On the demand side, the synergistic effect promotes employment by facilitating regional innovation and entrepreneurship.

The synergy between digitalization and greening, human capital investment, and employment

From the supply side, the synergistic effect of these two factors can promote employment through the human capital investment effect. As the synergy between digitalization and greening continues to advance, many industries emerge from this process. They are characterized by being new in the field, having a high level of technological content, and being distinct in their scientific and technological features. This has led to a greater demand for highly skilled and proficient workers51,52. If the labor force possesses a higher level of human capital, employees will correspondingly have stronger work skills and abilities, allowing them to be more competitive in the labor market, be eligible for more and higher-quality employment opportunities, and obtain higher salaries. Additionally, employees with high-level skills, even if unemployed, can quickly capture labor market information and secure new employment opportunities. The accumulation of highly skilled human capital also contributes to promoting green growth in cities53. This, in turn, forces individuals to continuously learn and adapt to new technologies, such as mastering and applying new energy technologies and environmental monitoring technologies. Moreover, the rapid development of digitalization can overcome spatial limitations, thus promoting the accessibility of educational resources. This assists workers in quickly and accurately obtaining relevant learning resources, reducing the cost of labor education, and accelerating the acquisition of new skills and the accumulation of new knowledge54. Based on the classic human capital theory, this helps workers acquire skills more quickly, enabling them to meet job requirements. Therefore, the hypothesis 3 is proposed:

H3

On the supply side, the synergistic effect can promote employment through enhancing the human capital effect.
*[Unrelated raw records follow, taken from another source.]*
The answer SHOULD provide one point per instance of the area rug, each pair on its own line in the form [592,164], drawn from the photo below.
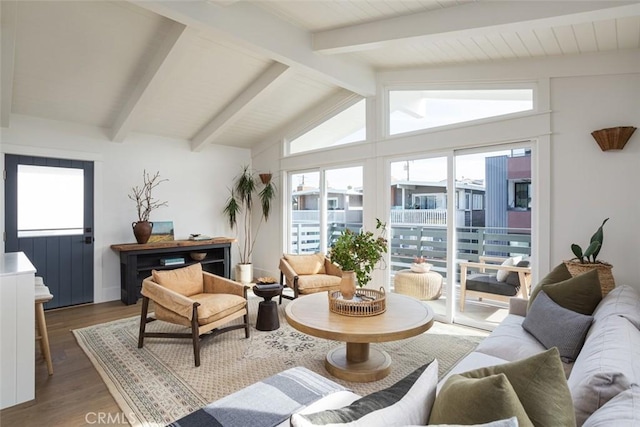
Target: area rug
[159,383]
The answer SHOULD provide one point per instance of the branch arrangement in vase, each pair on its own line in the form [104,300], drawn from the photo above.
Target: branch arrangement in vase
[145,203]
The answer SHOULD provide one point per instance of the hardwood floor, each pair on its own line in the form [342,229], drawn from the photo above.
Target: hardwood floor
[74,395]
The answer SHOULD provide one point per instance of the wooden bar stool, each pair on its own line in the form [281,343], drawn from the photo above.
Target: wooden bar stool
[43,295]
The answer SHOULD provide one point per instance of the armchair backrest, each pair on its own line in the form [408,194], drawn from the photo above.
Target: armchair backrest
[186,281]
[306,264]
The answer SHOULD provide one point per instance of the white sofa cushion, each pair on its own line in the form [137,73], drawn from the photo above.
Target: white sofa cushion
[621,301]
[408,401]
[607,365]
[621,411]
[509,341]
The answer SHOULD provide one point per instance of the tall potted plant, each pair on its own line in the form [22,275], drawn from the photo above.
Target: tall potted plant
[246,190]
[357,254]
[587,260]
[145,204]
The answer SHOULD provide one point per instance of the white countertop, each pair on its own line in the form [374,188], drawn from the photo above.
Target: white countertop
[15,263]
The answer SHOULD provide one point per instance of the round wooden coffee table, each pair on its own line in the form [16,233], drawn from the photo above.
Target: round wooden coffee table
[356,361]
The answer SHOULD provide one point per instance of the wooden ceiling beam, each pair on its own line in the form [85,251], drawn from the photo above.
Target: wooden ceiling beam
[264,33]
[9,20]
[472,19]
[235,110]
[169,53]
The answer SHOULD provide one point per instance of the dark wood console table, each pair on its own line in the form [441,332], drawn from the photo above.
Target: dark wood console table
[137,261]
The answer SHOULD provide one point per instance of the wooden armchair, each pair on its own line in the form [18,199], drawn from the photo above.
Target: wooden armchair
[195,299]
[485,284]
[309,273]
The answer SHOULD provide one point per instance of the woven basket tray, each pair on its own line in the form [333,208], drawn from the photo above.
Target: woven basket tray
[605,276]
[366,302]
Analysis of the spatial spillover effects of the synergy between digitalization and greening

It is widely acknowledged that social economic phenomena not only exhibit correlation over time but also show interdependence in space. The main characteristics of digital development, such as its wide coverage, strong permeability, integration, and sharing, make the regional economy and production links increasing55, thus breaking the existing regional barriers of market segmentation and the free flow of factors. This also contributes to making the production and operation of various industries between regions interdependent and interpenetrating. Therefore, this study suggests that the synergy between digitalization and greening can help employment in both local and other regions. First, the synergy between digitalization and greening promotes employment by giving rise to new employment methods and business formats. However, it not only relies on increasing factor inputs locally but also benefits from industries in surrounding areas. It also helps expand the market scale of neighboring regions. Second, the successful experience of the synergy between digitalization and greening in promoting employment will serve as a demonstration effect for adjacent regions. In addition, stimulating other areas to imitate and learn will also encourage local governments to take action to support the further improvement of the synergistic effect, thereby achieving a multiplier effect on employment. Hence, the hypothesis 4 is proposed:

H4

There is a spatial spillover effect in the synergy between digitalization and greening; in other words, the synergetic effect can not only promote local employment but also stimulate employment in neighboring regions.

Fig. 2
figure 2

Analysis of the mechanisms of the synergetic effect on employment.

Methods and data

Research methods

Entropy weight method

As a means of objective weighting, the method measures weights based on the theory of information entropy; it is a more objective assessment method that effectively overcomes the shortcomings of subjective weighting methods56. Generally, the smaller the information entropy of an indicator is, the greater the degree of variability in its values, and the more information it provides. Consequently, it has a greater role in comprehensive evaluations57. The reverse is also true. Therefore, this method is used to measure the synergetic effect referring to Li et al.56 and Zhu et al.57.

  1. (1)

    Determine the weight j:

$${W_j}=\frac{{{d_j}}}{{\sum\limits_{{j=1}}^{n} {{d_j}} }}=\frac{{1 - {e_j}}}{{n - \sum\limits_{{j=1}}^{n} {{e_j}} }}$$
(1)
  1. (2)

    Calculate the comprehensive score:

$${W_{ij}}=\sum\limits_{{i=1}}^{n} {{W_j}} \times {\text{y}}_{{ij}}^{{}}$$
(2)

In Eqs. (1) and (2), yij represents the standardized indicator values, dj is the coefficient of difference, Wj is the weight, and Wij is the comprehensive score.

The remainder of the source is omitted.